I've been working on stacking Cooper and I think the issue we're having with his front is he isn't leaning forward. His stack looks pretty sloppy in the front. Any tips on how to get him to lean forward. When I lure him with bait, he breaks his stay and steps forward rather than leaning. Maybe I just need to be more gradual? My goal is to be able to use the Fit Paws more but we're still working on getting him to get on them.


----------



## Melakat (Oct 9, 2010)

Sorry I do not have any advice but just wanted to chime in that he looks so very handsome. How much does he weigh now? I believe him and Logan are the same age and Logan is 53 pounds.


----------



## Christen113 (Dec 3, 2014)

Thansk!! I actually haven't weighed him in a while but my guess is they're pretty close in weight right now  I figured he was around 50. Last time we weighed him was a little over a month ago and I think he was 43


----------



## HaliaGoldens (Jul 13, 2008)

Cooper is improving! I'm going through the same issue with Anni right now as we prepare for her first show. She is much more quick to step out of her stack than to lean into it and put more weight on her front legs like she should. My photos aren't great since I had to come around the side and snap them with my phone while trying to get her to stay in place. I'm going to look into the Fit Paws; hopefully it will help us.


----------



## Megora (Jun 7, 2010)

He's starting to grow up.  

At this time - really want to hand stack him every time to build that muscle memory for him. Stay at his right side. Put the bait in your mouth to free up your hands while you set each leg (left-right front, left-right rear). 

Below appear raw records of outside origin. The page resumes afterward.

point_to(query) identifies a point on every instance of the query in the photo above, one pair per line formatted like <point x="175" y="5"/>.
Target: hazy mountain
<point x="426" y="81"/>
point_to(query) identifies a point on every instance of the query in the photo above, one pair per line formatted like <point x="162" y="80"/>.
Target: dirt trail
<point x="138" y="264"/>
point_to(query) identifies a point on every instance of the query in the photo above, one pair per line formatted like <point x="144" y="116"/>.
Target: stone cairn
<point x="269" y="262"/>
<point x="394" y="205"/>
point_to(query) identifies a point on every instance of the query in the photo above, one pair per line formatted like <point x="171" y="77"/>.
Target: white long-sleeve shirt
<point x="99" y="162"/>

Always keep a hand on the collar to keep the head up and straight. Just switch your hands as you set feet.

While setting front legs, grasp the muzzle in hand and turn the opposite direction - this makes it easier to turn the toes inward and place the feet (when you place the feet, they generally are straight the way they should be). 

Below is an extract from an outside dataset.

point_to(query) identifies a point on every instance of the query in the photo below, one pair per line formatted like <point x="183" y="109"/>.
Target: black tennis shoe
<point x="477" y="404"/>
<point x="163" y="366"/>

While setting the back legs, run a finger down the hock to make sure you are placing them straight so there is no tilt backward or turning in or out. 

^ This is for stacking. 

For focus work - once you have the feet where they should be, keep one hand on the collar to control the head and take the bait out of your mouth and use it. 

From the picture above, he is holding his head up, but you want to get that curve/crest of his head, so you want to bait him so his muzzle is lowered slightly. So left hand keeping the head up and right hand baiting forward and slightly downward. This is holding the bait in hand, tossing and catching it to keep the head cresting and ears forward. You can also (if you have space in front of you in the ring), drop/toss the bait slightly (like a foot or so) in front and to the left of your dog. Let him look at it and then either pick it up or release him to the bait. 

The above will help train him to lean forward instead of slouching back. But also make sure you are placing the feet correctly. 

Always use a release word (like OK) so he learns to hold the stand. 

Ljilly described in a prior thread how to get "free stacks" going. This is where you are gaiting and then tossing the treat forward and letting him look at it and hold a stack for a few seconds before being released to the treat. 

Having a free stack is really important, just the same as really hand-stacking your dog in practice every day until he has a very good automatic free-stack (that muscle memory and placing the feet automatically where they should go). 

I did a show yesterday and probably my first experience with a judge who really wanted to see the dogs "as they were". So she got after handlers who were holding the tails (she reprimanded a handler and told her sternly to let go of the tail). And she also kept reminding everyone to let the dogs free stack after they went around. 

Bertie has a very solid free stack, but I also trained him to set his feet when I tug up at the collar and tap his side. So this generally helped me out yesterday under this judge, despite me not being as sharp as I probably could have.

*** Also make sure you use a mirror - this is very important while you are training him and building good habits - you want to see where the feet are going and what he looks like before you reward him***


----------



## Ljilly28 (Jan 22, 2008)

Search the forum for a post by Pointgold called Stacking for Carin/Karen ( cant recall spelling) - very good on stacking


----------



## Tahnee GR (Aug 26, 2006)

Here's the post Jill mentioned

http://www.goldenretrieverforum.com/golden-retriever-conformation-showing/26974-stacking-caryn.html


----------



## Christen113 (Dec 3, 2014)

Great, thank you!!


----------